# Rear wiring on Swift Kontiki



## snoopy5 (Aug 14, 2015)

Hi Guys

New to the forum but have seen a lot of interesting things.

Perhaps someone could point me in the right direction.

I have a Swift Kontiki 640 (1999) and want to add an audible reversing alarm but I am having problems getting into the reversing light and tail lights. How do I access the wiring loom ?

Any help much appreciated


----------



## gaspode (May 9, 2005)

I understand that legally only GOODS vehicles are permitted to use an audible reversing alarm and that any such alarm must have a system to automatically silence it during late night and early morning hours.
Having said that, there are loads of reversing light bulbs sold with an alarm built in so why not get one of those so you only need to change the bulb?


----------



## snoopy5 (Aug 14, 2015)

Hi Gaspode


I have already bought one. It does have the function to switch off when the tail lights are on, so during the night


Have never seen anything to say they are only legal on LGVvehicles.

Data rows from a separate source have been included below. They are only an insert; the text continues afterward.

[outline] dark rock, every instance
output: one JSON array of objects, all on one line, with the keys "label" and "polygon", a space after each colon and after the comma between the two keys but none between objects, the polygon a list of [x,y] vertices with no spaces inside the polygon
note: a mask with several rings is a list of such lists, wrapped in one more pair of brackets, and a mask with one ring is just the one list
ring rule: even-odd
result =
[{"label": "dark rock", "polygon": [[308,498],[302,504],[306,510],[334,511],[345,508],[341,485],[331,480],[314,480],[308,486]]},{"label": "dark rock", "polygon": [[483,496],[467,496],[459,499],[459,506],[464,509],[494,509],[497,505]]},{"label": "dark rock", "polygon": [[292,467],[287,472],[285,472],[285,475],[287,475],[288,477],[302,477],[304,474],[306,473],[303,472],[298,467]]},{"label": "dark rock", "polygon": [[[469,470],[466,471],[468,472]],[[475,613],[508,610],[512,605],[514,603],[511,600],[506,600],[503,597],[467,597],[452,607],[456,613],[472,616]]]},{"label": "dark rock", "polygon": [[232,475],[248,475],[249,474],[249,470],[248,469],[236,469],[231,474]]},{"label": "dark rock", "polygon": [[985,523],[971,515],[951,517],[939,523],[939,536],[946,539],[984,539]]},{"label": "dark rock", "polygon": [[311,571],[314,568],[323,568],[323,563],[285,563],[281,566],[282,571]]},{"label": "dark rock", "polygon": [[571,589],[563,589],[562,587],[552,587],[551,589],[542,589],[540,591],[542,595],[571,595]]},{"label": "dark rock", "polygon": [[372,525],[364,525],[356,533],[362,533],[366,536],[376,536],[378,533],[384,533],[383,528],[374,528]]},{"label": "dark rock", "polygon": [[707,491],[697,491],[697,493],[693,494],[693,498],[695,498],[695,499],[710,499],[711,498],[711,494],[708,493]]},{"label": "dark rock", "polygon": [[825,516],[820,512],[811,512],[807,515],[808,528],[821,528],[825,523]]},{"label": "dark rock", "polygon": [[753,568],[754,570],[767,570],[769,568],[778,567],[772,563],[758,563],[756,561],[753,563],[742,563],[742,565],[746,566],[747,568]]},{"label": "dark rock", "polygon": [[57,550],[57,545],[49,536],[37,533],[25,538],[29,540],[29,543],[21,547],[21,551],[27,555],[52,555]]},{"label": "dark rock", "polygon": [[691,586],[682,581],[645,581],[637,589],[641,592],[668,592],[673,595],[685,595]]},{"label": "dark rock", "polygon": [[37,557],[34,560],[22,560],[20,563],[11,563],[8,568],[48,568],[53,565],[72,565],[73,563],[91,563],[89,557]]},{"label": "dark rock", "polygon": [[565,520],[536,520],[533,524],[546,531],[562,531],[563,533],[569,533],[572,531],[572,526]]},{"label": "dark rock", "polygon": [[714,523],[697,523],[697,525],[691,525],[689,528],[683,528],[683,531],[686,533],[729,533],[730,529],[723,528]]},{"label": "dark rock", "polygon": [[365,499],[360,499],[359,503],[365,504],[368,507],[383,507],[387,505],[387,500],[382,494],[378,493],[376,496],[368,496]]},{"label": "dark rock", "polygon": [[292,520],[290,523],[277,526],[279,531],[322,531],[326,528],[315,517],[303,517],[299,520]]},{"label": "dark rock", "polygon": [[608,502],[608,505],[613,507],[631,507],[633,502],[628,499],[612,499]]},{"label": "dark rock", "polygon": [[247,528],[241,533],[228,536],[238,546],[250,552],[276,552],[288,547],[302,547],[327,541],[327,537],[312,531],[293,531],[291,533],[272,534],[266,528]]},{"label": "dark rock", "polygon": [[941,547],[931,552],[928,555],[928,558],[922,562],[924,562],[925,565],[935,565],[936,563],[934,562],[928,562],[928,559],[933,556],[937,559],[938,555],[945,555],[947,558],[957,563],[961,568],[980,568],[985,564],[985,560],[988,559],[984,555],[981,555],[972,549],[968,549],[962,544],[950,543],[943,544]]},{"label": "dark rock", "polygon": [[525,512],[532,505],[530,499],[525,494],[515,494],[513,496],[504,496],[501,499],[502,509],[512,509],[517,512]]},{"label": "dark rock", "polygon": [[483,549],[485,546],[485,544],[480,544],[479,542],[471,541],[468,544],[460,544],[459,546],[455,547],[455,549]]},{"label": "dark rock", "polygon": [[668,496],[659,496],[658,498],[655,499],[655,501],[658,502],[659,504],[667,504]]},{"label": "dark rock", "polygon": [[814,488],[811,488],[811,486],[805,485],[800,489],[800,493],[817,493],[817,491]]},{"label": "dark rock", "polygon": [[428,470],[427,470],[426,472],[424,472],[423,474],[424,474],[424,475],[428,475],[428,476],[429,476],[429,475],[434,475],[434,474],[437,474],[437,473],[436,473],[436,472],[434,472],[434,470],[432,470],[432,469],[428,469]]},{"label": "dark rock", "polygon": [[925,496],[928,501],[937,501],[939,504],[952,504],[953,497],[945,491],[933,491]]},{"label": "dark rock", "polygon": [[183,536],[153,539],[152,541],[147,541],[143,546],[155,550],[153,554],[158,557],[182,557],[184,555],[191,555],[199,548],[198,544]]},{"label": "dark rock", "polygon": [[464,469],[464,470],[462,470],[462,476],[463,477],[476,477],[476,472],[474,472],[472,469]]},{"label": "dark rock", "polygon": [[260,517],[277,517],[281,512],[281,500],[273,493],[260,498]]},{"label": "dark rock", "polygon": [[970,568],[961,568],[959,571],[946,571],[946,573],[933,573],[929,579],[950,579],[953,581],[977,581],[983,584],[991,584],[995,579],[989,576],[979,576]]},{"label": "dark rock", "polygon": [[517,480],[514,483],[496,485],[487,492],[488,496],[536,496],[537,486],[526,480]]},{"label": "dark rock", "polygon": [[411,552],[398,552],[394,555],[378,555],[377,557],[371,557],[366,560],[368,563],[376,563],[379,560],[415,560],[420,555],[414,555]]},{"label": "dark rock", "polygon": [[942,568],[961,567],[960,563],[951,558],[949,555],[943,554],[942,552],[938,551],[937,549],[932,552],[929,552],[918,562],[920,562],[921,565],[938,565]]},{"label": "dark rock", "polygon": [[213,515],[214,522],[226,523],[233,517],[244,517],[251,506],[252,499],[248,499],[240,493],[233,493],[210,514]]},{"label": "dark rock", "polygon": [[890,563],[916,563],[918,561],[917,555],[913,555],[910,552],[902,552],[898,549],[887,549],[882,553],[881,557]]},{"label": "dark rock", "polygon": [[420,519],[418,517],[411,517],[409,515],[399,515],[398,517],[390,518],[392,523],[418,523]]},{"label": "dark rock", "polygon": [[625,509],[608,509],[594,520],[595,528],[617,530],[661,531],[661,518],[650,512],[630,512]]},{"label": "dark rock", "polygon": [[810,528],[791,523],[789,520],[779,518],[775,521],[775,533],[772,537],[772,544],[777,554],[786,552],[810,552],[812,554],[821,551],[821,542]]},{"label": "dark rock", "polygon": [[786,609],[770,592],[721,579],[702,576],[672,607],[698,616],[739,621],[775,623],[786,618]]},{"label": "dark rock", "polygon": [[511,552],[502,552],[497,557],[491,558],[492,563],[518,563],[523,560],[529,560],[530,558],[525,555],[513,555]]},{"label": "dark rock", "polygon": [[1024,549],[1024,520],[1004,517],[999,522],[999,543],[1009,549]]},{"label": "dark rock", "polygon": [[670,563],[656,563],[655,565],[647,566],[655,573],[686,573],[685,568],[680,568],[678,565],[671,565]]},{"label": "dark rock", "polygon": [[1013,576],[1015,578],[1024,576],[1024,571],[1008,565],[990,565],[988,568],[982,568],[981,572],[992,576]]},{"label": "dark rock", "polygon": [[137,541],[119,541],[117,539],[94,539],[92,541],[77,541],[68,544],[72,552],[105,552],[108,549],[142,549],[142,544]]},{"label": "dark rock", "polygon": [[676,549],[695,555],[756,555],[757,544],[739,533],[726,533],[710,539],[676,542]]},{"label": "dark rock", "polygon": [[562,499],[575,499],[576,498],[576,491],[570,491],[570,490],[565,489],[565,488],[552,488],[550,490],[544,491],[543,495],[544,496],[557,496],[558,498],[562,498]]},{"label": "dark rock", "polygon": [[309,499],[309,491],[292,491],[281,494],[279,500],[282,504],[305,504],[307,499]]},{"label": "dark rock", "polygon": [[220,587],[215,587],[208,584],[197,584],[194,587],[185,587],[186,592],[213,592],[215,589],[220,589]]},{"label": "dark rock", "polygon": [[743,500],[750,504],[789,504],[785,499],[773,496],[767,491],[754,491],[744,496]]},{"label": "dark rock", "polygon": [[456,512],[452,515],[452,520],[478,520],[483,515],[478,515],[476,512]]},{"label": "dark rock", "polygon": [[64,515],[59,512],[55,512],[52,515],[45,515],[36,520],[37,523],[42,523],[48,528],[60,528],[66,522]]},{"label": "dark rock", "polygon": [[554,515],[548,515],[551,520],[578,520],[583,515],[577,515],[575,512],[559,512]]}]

Will check it out.


thank you


----------



## gaspode (May 9, 2005)

I think the relevant legislation is Regulation 99 Road Vehicles (Construction and Use) Regulations 1986, which states:

No person shall sound or cause or permit to be sounded on a road a reversing alarm or a boarding aid alarm unless it is fitted to:


a goods vehicle having a maximum gross weight not less than 2000kg,
a bus,
engineering plant, a refuse vehicle or a works truck.


----------



## cabby (May 14, 2005)

On some of those, not sure what year, there was a socket in the loom that was for a tow bar, maybe that could be used if fitted.The offside behind the light unit if I remember correctly. 

cabby


----------